Monday 24 September, 2018

Grooming policy for students come September

A photo of the hairstyle of the girl who was reportedly refused access to Kensington Primary School in Portmore recently because of her hair.

A photo of the hairstyle of the girl who was reportedly refused access to Kensington Primary School in Portmore recently because of her hair.

Education, Youth and Information Minister, Senator Ruel Reid, has said a grooming policy for schools is to come into effect when the 2018-2019 school academic year begins in September.

He said the ministry has signed off on the policy that will provide guidelines to assist school administrators and parents in determining the acceptability, appropriateness and suitability of students’ general appearance for school, particularly in relation to how hair is worn.

The grooming policy comes hot on the heels of a major controversy surrounding the refusal of access to Kensington Primary School in Portmore, St Catherine to a prospective student for the upcoming school year, reportedly because of her hair.

That decision has been taken to court by Jamaicans for Justice (JFJ) on behalf of the child's parents, and an injunction has been granted, halting the denial of access to the institution, pending the court's ultimate decision on the issue.

“The law allows the school to set rules, and then you are required to abide by them.
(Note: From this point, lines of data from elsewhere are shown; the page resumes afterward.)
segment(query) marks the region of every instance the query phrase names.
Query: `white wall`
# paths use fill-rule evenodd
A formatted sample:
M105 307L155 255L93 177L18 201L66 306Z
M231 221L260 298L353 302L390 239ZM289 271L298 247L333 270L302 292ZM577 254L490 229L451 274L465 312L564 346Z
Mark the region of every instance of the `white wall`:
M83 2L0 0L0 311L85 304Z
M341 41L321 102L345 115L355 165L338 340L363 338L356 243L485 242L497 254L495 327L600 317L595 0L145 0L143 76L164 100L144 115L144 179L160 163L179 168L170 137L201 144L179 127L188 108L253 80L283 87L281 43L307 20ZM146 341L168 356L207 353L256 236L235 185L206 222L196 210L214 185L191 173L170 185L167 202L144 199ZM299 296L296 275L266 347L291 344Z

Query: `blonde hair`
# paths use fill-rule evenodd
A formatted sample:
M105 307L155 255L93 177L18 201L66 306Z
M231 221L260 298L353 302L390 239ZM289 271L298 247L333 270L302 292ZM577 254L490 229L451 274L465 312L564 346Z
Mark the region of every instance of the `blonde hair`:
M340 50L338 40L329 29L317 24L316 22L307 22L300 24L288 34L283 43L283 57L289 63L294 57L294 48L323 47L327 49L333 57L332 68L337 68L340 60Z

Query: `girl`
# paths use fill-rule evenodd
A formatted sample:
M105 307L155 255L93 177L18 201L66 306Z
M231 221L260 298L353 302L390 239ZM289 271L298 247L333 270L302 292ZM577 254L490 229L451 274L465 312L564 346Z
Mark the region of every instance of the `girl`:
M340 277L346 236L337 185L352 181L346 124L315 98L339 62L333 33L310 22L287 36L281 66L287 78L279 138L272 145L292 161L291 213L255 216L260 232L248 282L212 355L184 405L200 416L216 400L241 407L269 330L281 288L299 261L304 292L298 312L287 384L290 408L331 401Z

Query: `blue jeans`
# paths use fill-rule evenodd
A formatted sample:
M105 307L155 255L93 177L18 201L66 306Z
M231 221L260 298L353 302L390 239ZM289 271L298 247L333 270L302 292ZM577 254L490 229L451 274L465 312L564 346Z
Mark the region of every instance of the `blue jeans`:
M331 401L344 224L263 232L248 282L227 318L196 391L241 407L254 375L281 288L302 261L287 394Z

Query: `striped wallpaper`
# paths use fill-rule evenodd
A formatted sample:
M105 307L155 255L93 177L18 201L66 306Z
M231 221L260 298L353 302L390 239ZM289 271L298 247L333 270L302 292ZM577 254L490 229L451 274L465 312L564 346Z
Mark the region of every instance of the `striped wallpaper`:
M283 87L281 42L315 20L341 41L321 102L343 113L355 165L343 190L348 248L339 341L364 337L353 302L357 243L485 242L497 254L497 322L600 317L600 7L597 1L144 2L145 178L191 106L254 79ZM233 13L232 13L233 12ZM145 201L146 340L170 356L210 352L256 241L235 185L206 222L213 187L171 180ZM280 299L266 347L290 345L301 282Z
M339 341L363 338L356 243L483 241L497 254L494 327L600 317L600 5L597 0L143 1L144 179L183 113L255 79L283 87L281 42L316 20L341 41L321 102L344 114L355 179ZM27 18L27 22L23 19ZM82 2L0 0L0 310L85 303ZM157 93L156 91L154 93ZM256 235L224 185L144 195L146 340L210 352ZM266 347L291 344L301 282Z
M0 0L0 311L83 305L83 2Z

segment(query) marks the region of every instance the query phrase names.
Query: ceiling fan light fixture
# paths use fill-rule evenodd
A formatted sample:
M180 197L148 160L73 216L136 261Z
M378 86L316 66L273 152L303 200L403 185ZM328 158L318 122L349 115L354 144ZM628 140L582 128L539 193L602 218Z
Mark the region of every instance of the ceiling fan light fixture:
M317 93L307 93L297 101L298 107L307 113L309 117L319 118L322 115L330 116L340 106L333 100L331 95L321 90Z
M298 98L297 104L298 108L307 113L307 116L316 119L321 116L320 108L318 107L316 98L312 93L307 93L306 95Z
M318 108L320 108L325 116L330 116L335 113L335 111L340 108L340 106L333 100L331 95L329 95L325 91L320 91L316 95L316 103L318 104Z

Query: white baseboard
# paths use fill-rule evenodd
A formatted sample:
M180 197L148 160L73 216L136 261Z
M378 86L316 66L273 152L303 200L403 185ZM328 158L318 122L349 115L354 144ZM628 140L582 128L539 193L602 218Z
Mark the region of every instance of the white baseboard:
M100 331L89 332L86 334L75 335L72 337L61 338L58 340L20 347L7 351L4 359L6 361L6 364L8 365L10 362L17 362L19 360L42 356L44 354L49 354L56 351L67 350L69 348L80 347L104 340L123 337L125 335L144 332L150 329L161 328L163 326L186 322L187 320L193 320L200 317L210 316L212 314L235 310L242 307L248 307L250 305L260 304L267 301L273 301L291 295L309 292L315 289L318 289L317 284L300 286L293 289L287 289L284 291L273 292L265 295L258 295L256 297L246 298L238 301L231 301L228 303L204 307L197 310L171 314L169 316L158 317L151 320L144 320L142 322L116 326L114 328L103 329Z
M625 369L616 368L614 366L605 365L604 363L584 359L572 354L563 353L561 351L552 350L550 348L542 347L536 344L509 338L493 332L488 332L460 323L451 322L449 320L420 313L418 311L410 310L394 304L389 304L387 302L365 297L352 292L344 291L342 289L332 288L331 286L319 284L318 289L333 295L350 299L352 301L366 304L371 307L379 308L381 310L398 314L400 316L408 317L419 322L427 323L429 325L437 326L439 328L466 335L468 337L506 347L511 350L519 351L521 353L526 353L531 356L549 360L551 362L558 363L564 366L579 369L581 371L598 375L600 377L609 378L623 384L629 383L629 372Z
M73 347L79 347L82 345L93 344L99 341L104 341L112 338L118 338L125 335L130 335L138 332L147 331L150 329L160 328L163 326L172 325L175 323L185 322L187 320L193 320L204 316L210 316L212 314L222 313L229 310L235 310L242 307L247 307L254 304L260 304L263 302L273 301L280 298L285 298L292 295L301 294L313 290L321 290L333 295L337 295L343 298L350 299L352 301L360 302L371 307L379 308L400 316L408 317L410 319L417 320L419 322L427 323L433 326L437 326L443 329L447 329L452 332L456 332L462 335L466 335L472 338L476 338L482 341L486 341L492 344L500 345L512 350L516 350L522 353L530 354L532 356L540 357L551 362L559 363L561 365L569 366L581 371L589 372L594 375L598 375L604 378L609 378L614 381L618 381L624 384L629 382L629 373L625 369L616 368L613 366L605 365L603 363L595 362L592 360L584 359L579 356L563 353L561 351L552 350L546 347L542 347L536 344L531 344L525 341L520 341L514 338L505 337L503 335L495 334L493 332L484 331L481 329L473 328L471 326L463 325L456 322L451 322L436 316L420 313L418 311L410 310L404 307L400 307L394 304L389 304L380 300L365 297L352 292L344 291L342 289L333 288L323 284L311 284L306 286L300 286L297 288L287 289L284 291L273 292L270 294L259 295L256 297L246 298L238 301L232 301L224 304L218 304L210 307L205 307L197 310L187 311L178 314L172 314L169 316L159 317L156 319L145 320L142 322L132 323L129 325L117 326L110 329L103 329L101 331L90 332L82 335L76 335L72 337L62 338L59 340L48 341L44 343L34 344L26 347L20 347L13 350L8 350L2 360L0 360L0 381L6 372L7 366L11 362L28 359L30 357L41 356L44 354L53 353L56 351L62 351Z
Part of the guideline is to say to schools, they must review their rules so that they conform to the laws of the constitution, and they must engage their stakeholders so that they can all agree about what rules are reasonable,” said Senator Reid.

He was speaking at a ministry sensitisation session at the Montego Bay High School auditorium in St James on Thursday.

Senator Ruel Reid

He encouraged parents and other stakeholders to view the full policy on the ministry’s website at www.moe.gov.jm.

Additionally, the minister said schools administrators are expected to collaborate with parent-teacher associations (PTA) to ensure consensus among all parties in relation to the grooming policies being embarked on.

The sensitisation session was also used to discuss the Primary Exit Profile (PEP), the provision of metal detectors in school, the expanded pilot rural school bus programme, the proposed nutrition policy, and commencement of the seven-year secondary programme which is slated to begin in the upcoming academic year.

The objectives of the new grooming guidelines for school are to:

• Ensure that all public education institutions have documented student dress codes in keeping with the national policy guidelines;

• Increase levels of participation of stakeholders, especially students, in the development and revision of student dress codes;

• Increase public awareness of the importance of having a documented student dress code, and; • Increase compliance with student dress codes.

The guidelines for females are as follows:

Clean neatly maintained hair. Hair may be worn in pack, braids, twist of locks that are evenly spaced; hair accessories shall be pinned in conspicuous and school colour with no more than two colours worn at any time. Hair should remain in its natural colour; no fashion trends, shave sides, visible lines or patterns; no styles associated with gangs, antisocial cliques or groups; no wigs or hair extensions; no bleached or dye hair; eyebrows shall not be shaved or have any visible lines or patterns.

The guidelines for males are:

Clean neatly maintained hair; shall be kept in a conventional low cut that is evenly graded around the head with the length kept close to the scalp. Alternatively, hair shall be groomed to conform with the conventional standard of an even profile appearing close to the head. As a result, hair shall either be worn in a low evenly graded cut or in a style that is close to the head, away from the face ears and eyes and secured. If long enough at the base of the neck, hair length that cannot conform with such requirements must be covered at all times with approved headwear.

Hair shall remain in its natural texture and colour; no hairstyle affiliated with gangs, antisocial cliques or groups; no chemical processed style, bleached or dye hair; eyebrows shall not be shaved or have any visible lines or patterns; no beards, moustache, or side burn allowed, and students with facial hair should be clean shaved.